Explanation: **Explanation:** The correct answer is **NK (Natural Killer) cells**. **1. Why NK Cells are Correct:** NK cells are large granular lymphocytes that form a critical component of the **innate immune system**. Unlike T-cells, they do not require prior sensitization or MHC-restricted antigen presentation to function.
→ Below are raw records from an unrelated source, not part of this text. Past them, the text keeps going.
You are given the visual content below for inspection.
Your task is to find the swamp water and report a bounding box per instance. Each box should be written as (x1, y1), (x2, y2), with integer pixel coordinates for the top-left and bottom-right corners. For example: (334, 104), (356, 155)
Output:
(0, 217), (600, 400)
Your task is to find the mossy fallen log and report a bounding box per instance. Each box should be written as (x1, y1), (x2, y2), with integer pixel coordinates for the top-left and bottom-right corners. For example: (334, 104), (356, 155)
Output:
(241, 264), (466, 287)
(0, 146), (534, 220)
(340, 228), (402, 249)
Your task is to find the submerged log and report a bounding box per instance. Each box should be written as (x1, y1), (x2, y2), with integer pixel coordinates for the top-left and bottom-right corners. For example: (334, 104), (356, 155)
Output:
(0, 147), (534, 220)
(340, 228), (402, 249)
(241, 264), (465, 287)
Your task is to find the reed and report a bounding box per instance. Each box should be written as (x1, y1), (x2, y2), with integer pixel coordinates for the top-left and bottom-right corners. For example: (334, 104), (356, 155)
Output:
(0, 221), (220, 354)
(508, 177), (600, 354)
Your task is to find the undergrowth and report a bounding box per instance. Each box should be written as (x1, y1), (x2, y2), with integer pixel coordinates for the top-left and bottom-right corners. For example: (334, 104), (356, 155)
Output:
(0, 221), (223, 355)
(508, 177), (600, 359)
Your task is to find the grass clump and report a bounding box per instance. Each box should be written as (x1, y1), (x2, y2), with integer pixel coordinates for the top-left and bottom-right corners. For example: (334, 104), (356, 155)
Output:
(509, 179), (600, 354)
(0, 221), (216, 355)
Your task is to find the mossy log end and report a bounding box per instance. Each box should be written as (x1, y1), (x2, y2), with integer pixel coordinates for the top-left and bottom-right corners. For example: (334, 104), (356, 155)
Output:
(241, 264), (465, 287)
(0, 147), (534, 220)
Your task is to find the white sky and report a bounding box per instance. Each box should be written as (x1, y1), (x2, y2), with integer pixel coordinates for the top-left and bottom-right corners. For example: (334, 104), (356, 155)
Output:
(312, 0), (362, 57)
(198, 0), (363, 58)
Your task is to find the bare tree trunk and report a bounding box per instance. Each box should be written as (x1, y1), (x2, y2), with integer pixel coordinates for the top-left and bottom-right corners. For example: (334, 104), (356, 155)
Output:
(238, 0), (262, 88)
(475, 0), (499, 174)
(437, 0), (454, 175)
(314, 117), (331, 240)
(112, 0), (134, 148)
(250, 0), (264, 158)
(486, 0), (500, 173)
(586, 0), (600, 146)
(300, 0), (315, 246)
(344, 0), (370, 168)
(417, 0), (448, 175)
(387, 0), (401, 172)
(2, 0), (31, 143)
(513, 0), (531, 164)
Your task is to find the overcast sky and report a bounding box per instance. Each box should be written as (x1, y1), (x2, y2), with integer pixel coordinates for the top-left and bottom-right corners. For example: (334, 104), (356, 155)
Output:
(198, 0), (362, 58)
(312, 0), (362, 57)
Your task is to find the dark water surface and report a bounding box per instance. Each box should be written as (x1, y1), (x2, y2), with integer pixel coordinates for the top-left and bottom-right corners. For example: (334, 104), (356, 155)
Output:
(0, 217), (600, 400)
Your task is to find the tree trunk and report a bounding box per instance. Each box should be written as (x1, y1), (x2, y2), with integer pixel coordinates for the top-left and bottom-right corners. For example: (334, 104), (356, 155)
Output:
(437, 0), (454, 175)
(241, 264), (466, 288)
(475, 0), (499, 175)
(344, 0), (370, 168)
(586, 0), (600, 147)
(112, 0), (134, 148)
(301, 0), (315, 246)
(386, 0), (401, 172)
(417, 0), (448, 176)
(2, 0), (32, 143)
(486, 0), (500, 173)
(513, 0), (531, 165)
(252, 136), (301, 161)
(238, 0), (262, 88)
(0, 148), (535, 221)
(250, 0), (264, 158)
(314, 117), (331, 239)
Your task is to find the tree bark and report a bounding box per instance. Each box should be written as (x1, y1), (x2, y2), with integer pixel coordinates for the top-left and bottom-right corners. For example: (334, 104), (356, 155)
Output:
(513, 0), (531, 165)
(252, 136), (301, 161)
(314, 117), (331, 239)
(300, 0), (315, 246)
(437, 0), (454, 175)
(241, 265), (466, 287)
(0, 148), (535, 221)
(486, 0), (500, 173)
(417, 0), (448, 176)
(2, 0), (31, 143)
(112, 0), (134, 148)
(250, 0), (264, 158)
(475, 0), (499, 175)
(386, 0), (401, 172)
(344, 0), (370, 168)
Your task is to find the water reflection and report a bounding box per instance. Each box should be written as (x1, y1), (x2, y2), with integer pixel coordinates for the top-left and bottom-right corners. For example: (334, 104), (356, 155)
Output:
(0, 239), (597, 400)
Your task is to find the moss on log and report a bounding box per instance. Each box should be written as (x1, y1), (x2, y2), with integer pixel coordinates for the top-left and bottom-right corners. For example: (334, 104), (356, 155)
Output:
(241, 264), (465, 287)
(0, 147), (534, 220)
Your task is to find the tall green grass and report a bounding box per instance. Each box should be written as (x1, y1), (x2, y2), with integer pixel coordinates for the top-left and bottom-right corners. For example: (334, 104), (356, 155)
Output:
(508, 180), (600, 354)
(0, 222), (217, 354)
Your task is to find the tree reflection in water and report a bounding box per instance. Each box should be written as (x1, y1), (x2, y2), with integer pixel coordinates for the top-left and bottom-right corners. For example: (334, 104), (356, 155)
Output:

They specialize in identifying and killing "stressed" cells, specifically **virally-infected cells** and **tumor cells** [1]. They operate via the "missing-self" hypothesis: when cancer cells downregulate MHC Class I molecules to evade T-cells, NK cells detect this absence and trigger apoptosis using perforins and granzymes [1]. **2. Why Other Options are Incorrect:** * **Basophils (A):** These are granulocytes primarily involved in type I hypersensitivity reactions (allergy) and defense against ectoparasites [2]. They release histamine and heparin. * **Eosinophils (B):** These are mainly responsible for combating multicellular parasites (helminths) and are involved in allergic inflammation (e.g., asthma) [2]. * **Neutrophils (D):** These are the "first responders" of the innate system, primarily focused on phagocytosis and killing of **extracellular bacteria** and fungi through oxidative burst and NETs (Neutrophil Extracellular Traps) [2]. **3. NEET-PG High-Yield Pearls:** * **Markers:** NK cells are identified by the presence of **CD56** and **CD16**, and the absence of CD3. * **Cytokine Activation:** Their activity is significantly enhanced by **IL-2** and **IL-12** [1]. * **LAK Cells:** NK cells treated with high-dose IL-2 become Lymphokine-Activated Killer (LAK) cells, used in experimental cancer immunotherapy [1]. * **Antibody-Dependent Cellular Cytotoxicity (ADCC):** NK cells use their CD16 receptor to bind to the Fc portion of IgG, allowing them to kill antibody-coated target cells.